Let's say we have those two loops:
movl $0, -48(%ebp) //Loop counter set to 0
movl $_data, -12(%ebp) //Pointer to the data array
movl %eax, -96(%ebp)
movl %edx, -92(%ebp)
jmp L21
L22:
// ptr++
movl -12(%ebp), %eax //Get the current address
leal 4(%eax), %edx //Calculate the next address
movl %edx, -12(%ebp) //Store the new (next) address
// rest of the loop is the same as the other
movl -48(%ebp), %edx //Get the loop counter to edx
movl %edx, (%eax) //Move the loop counter value to the CURRENT address, note -12(%ebp) contains already the next one
addl $1, -48(%ebp) //Increase the counter
L21:
cmpl $999999, -48(%ebp)
jle L22
and the second one:
movl %eax, -104(%ebp)
movl %edx, -100(%ebp)
movl $_data-4, -12(%ebp) //Address of the data - 1 element (4 byte)
movl $0, -48(%ebp) //Set the loop counter to 0
jmp L23
L24:
// ++ptr
addl $4, -12(%ebp) //Calculate the CURRENT address by adding one sizeof(int)==4 bytes
movl -12(%ebp), %eax //Store in eax the address
// rest of the loop is the same as the other
movl -48(%ebp), %edx //Store in edx the current loop counter
movl %edx, (%eax) //Move the loop counter value to the current stored address location
addl $1, -48(%ebp) //Increase the loop counter
L23:
cmpl $999999, -48(%ebp)
jle L24
Those loops are doing exactly the same thing but in a little different manner, please refer to the comment for the details.
This asm code is generated from the following two C++ loops:
//FIRST LOOP:
for(;index<size;index++){
*(ptr++) = index;
}
//SECOND LOOP:
ptr = data - 1;
for(index = 0;index<size;index++){
*(++ptr) = index;
}
Now, the first loop is about ~18% faster than the second one, no matter in which order the loops are performed the one with ptr++
is faster than the one with ++ptr
.
To run my benchmarks I just collected the running time of those loops for different size, and executing them both nested in other loops to repeat the operation frequently.
ASM analysis
Looking at the ASM code, the second loop contains less instructions, we have 3 movl and 2 addl whereas in the first loop we have 4 movl one addl and one leal, so we have one movl more and one leal instead of addl
Is that correct that the LEA
operation for computing the correct address is much faster than the ADD
(+4) method?
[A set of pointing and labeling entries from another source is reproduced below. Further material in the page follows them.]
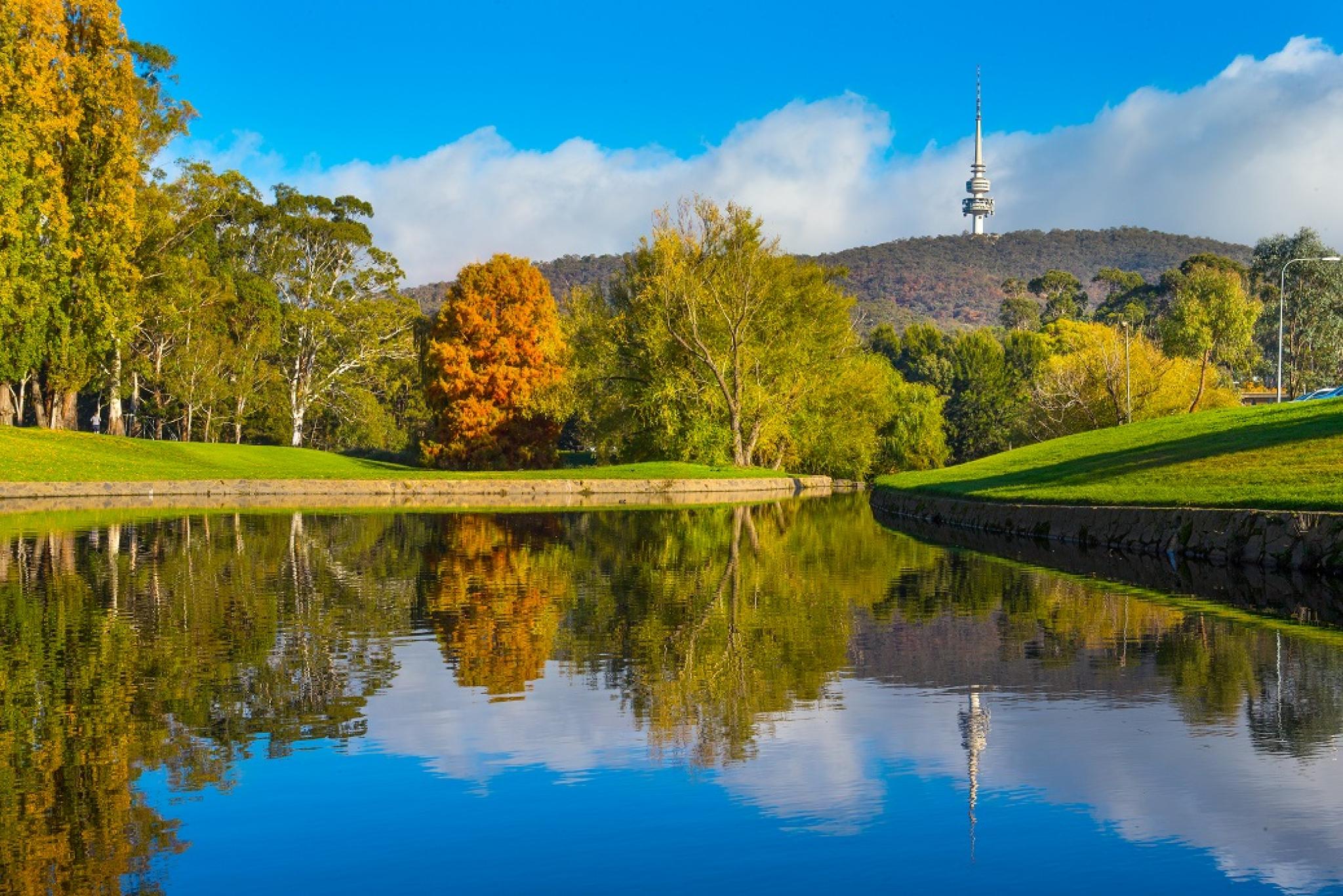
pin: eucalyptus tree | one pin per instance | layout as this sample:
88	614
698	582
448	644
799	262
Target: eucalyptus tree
715	345
1212	319
340	311
1312	311
1062	294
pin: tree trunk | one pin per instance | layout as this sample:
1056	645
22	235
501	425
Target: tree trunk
1202	378
22	393
159	391
296	438
39	414
70	410
238	419
134	404
116	425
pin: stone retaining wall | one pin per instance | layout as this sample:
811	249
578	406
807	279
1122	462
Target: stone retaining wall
429	492
1271	539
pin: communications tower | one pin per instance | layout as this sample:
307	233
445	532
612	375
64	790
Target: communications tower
980	205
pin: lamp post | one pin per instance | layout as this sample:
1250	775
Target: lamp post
1281	304
1129	379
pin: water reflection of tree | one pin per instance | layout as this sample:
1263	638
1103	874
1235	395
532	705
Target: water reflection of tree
719	615
1213	668
500	585
174	645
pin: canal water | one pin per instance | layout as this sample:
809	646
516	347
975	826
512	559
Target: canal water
778	697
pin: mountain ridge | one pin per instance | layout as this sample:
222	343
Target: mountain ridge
952	281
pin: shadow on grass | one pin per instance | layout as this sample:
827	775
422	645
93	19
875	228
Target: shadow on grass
1111	465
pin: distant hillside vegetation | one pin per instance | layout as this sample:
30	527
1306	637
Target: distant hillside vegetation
948	280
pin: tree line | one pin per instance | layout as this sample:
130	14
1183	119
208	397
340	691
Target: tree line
175	307
186	305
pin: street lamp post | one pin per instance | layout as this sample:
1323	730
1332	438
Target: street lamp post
1129	379
1281	304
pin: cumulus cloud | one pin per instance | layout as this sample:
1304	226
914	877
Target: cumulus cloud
1248	153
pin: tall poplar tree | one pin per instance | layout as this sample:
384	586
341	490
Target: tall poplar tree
38	116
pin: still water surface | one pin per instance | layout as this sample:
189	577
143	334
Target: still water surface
785	697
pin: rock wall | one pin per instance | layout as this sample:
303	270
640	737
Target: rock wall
435	492
1271	539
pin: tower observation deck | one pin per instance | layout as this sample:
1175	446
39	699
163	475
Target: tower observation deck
978	205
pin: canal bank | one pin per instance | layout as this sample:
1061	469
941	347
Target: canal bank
403	492
1303	540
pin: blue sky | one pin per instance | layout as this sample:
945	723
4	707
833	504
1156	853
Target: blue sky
355	79
331	96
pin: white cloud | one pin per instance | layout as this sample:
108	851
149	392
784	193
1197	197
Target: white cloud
1247	153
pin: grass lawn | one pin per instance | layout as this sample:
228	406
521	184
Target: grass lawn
1272	457
41	456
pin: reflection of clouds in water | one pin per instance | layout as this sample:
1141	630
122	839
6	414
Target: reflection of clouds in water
1138	768
562	724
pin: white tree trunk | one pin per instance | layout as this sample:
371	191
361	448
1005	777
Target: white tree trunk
296	440
116	425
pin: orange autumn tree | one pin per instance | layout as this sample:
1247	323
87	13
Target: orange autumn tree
496	370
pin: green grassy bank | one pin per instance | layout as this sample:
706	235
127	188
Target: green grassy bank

Is this the reason for the difference in performance?
As far as i know, once a new address is calculated before the memory can be referenced some clock cycles must elapse, so the second loop after the addl $4,-12(%ebp) need to wait a little before proceeding, whereas in the first loop we can immediately refer the memory and in the meanwhile LEAL will compute the next address (some kind of better pipeline performance here).
Is there some reordering going on here? I'm not sure about my explanation for the performance difference of those loops, can I have your opinion?